Exposing Narrative Exposure Therapy
Primary Purpose
Traumatic Stress Disorder
Status
Completed
Phase
Not Applicable
Locations
United Kingdom
Study Type
Interventional
Intervention
Experimental Narrative Exposure Therapy
Sponsored by

About this trial
This is an interventional other trial for Traumatic Stress Disorder
Eligibility Criteria
Inclusion Criteria:
- Between the ages of 18-65
- Are able to give fully informed consent
- Experiencing traumatic stress resulting from multiple traumatic events (no formal diagnosis of PTSD/CPTSD is needed)
- Are able to communicate verbally and are fluent in English
- Have no on-going current trauma focused therapy
- Appropriate and ready for NET
- Referred to either Step 4 Psychological Services or Centre for Trauma
Exclusion Criteria:
- Under the age of 18.
- Above the age of 65.
- Currently experiencing an episode of psychosis.

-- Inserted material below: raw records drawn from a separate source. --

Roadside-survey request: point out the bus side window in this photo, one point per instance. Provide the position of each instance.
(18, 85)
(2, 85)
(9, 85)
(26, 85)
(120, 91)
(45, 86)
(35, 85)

- Have an intellectual disability.
- Are actively suicidal.
- Are non-fluent in English.
- Are currently abusing substances.
Sites / Locations
- The University of Nottingham
Arms of the Study
Arm 1
Arm Type
Experimental
Arm Label
Experimental: Narrative Exposure Therapy
Arm Description
This is a multiple baseline single case series design which focuses on assessing the posited exposure and autobiographical memory integration components of Narrative Exposure Therapy; no comparator will be included.
Outcomes
Primary Outcome Measures
Change in autobiographical memory integration during NET intervention. A coding manual has been created by the research team to assess the posited mechanism of change- Autobiographical Memory Integration Coding Tool
A coding manual has been created by the research team to assess the posited mechanism of change.
The primary outcome (process) measure is autobiographical memory integration (ABMI) as this is a posited mechanism of change in NET. An existing coding measure (Jager et al., 2014; Lane, 2019) has been adapted for the purpose of the study, to include more areas measuring phenomenological constructs of autobiographical memory. The coding measure that has been created by the researcher will cover areas such as: Total word count of narratives (Gray & Lombardo, 2001); disorganisation (Harvey & Bryant, 1999)- repetition of phrases, confusion, and disjointedness; fragmentation (Foa et al., 1995)- unfinished thoughts, repetition of words, speech filler; vividness; time and place details; emotional distancing and sensory details (Boyacioglu & Akfirat, 2014). The measure will be used to code transcripts on a session-by-session basis and is therefore a process measure (primary aim of study).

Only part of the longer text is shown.